— Но я никогда не выйду замуж ни за кого другого. Если я не выйду замуж за Ричарда, то вообще останусь старой девой.
— Не говори глупостей, — резко возразил отец, начиная искать спасения в гневе. — Ты ни разу не говорила с этим человеком и даже не разглядела его лица. Я был бы полным глупцом, если бы впредь пошевелил хоть пальцем, чтобы потакать подобной фантазии. И не пытайся убедить меня слезами! Ты просто упряма — упряма как железный мул, и мне следовало бы проучить тебя палкой.
Я одобрила это точное и яркое выражение — «железный мул» — его стоило запомнить.

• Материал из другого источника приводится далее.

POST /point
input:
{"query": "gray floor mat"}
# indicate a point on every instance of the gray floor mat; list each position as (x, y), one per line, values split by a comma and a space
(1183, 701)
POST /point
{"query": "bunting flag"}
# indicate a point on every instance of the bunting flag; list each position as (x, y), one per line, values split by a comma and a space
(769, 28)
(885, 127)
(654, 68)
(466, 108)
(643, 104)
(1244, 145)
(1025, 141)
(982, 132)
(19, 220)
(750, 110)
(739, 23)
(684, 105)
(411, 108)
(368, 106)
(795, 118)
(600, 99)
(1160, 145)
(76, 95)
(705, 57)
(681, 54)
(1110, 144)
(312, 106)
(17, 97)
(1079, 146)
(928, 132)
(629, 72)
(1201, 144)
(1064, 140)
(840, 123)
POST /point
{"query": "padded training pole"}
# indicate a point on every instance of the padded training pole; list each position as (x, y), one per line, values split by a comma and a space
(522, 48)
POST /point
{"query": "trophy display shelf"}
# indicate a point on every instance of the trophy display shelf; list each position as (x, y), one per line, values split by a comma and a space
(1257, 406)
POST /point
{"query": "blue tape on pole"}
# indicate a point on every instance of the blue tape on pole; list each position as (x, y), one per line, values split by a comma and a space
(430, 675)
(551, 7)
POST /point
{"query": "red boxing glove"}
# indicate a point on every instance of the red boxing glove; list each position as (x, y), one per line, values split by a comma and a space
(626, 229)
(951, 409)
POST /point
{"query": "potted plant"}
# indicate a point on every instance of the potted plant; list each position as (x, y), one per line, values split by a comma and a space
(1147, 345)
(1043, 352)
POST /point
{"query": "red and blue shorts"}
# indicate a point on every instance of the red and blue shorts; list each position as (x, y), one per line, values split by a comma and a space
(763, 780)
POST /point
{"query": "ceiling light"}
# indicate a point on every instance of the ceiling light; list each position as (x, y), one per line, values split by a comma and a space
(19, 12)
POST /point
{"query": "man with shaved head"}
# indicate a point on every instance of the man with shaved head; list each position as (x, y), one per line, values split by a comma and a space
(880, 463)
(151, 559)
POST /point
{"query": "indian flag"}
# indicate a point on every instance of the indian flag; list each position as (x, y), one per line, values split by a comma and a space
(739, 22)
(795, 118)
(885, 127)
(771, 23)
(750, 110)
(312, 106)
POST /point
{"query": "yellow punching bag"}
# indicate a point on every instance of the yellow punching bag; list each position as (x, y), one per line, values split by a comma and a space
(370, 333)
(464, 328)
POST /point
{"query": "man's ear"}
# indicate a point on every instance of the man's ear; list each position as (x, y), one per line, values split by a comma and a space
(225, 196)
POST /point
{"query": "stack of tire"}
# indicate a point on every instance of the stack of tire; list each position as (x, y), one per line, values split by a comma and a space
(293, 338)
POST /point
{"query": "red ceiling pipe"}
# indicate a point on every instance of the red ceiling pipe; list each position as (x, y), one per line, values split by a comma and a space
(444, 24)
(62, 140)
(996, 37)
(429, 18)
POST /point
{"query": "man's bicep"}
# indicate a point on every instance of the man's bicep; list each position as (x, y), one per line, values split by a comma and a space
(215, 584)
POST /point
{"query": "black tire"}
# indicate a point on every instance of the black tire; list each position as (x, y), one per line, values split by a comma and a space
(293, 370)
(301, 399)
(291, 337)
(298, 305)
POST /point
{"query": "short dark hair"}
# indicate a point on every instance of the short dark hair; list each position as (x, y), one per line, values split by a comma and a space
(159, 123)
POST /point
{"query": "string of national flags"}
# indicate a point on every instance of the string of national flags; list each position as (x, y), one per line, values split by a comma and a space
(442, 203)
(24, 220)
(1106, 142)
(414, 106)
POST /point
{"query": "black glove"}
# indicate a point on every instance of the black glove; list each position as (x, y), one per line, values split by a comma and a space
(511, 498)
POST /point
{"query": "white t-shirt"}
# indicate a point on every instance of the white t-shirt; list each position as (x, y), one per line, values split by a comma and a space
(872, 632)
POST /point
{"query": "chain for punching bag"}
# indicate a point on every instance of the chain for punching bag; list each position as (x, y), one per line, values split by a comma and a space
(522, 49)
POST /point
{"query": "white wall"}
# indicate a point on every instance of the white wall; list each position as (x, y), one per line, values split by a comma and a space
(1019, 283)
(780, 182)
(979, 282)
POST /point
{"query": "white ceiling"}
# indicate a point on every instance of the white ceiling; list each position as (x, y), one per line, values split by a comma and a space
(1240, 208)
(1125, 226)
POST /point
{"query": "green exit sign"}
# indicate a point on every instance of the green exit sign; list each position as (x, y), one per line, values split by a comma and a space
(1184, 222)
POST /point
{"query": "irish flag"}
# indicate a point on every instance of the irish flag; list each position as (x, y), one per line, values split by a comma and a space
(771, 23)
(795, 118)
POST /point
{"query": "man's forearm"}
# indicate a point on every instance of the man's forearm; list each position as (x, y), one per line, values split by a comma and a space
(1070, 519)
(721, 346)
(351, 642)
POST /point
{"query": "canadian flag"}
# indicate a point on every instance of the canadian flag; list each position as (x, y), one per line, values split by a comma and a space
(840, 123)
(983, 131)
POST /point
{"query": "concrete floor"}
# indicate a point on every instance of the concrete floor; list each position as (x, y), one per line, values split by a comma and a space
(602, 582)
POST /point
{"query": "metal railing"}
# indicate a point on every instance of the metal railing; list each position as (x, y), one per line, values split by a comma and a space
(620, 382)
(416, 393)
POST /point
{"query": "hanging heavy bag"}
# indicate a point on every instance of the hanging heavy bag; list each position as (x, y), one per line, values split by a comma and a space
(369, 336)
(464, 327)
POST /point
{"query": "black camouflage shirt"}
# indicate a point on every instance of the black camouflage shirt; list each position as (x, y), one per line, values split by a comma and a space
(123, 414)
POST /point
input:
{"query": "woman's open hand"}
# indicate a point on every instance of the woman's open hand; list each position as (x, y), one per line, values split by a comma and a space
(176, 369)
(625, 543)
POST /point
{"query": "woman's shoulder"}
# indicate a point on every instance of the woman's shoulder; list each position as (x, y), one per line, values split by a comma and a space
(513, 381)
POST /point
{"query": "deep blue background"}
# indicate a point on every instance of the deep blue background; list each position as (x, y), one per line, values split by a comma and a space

В тот вечер Беренгария начала осаду с проверенного временем приема — голодовки, но оригинальность его на сей раз состояла в том, что голодовку начала осаждавшая сторона. Беренгария отказалась от завтрака, обеда и ужина, сказавшись больной и утверждая, что сама мысль о еде вызывает у нее тошноту. Она всегда ела меньше любого из всех, кого я знала, и отказывалась от чуть переваренной или недоваренной пищи; не дай Бог, если от блюда пахло дымом от плиты или к нему слишком часто прикасались руками при разрезании на куски. И горе было тому пажу, которому случалось чихнуть или кашлянуть, подавая ей блюдо, хотя бы и самое изысканное. Оно категорически отвергалось, паж получал строжайший выговор за чиханье и уносил еду нетронутой. Однажды, при неблагоприятном стечении обстоятельств, сестра в течение тридцати шести часов не съела ничего кроме корки хлеба, что никак на ней не отразилось, и поэтому меня вовсе не тревожил ее двадцатичетырехчасовой пост. Я не слишком волновалась и на следующий день. Беренгария наверняка образумится, думала я, голод сделает свое дело. Но нет! Настал и третий день. Я, хотя и скептически, ждала, что будет дальше. В ее комнату зашла Матильда, помогла ей улечься в постель и сразу же вышла — я могла поклясться на распятии, что она не принесла ей контрабандой ни крошки еды. К концу третьего дня на лице Беренгарии отразились муки голода, его залила болезненная бледность, а во взгляде появилась отчужденность, свойственная голодным нищим.
Хотя Пайла, Мария и Кэтрин делали попытки узнать, в чем дело, и строили различные предположения, они старались держаться от Беренгарии на расстоянии, опасаясь, как бы ее болезнь не оказалась заразной. Одна лишь Матильда, готовая сама заболеть хоть чумой ради блага своей любимицы, да я, знавшая, в чем причина, входили в ее комнату. Должна признаться, мой интерес к этому был чисто академическим: как долго она протянет, прежде чем добьется от отца действий против его собственной воли? Мне было любопытно знать, что чувствует голодающий, и я, не привлекая к себе внимания, воздерживалась от еды целых двадцать четыре часа. Голод был отчаянным: мне так хотелось есть, что в конце концов я пошла на кухню и оторвала кусок мяса от жарившегося на вертеле оленьего окорока — оно обжигало пальцы и язык, было божественно вкусным, и я прониклась чувством самой глубокой жалости к голодным нищим.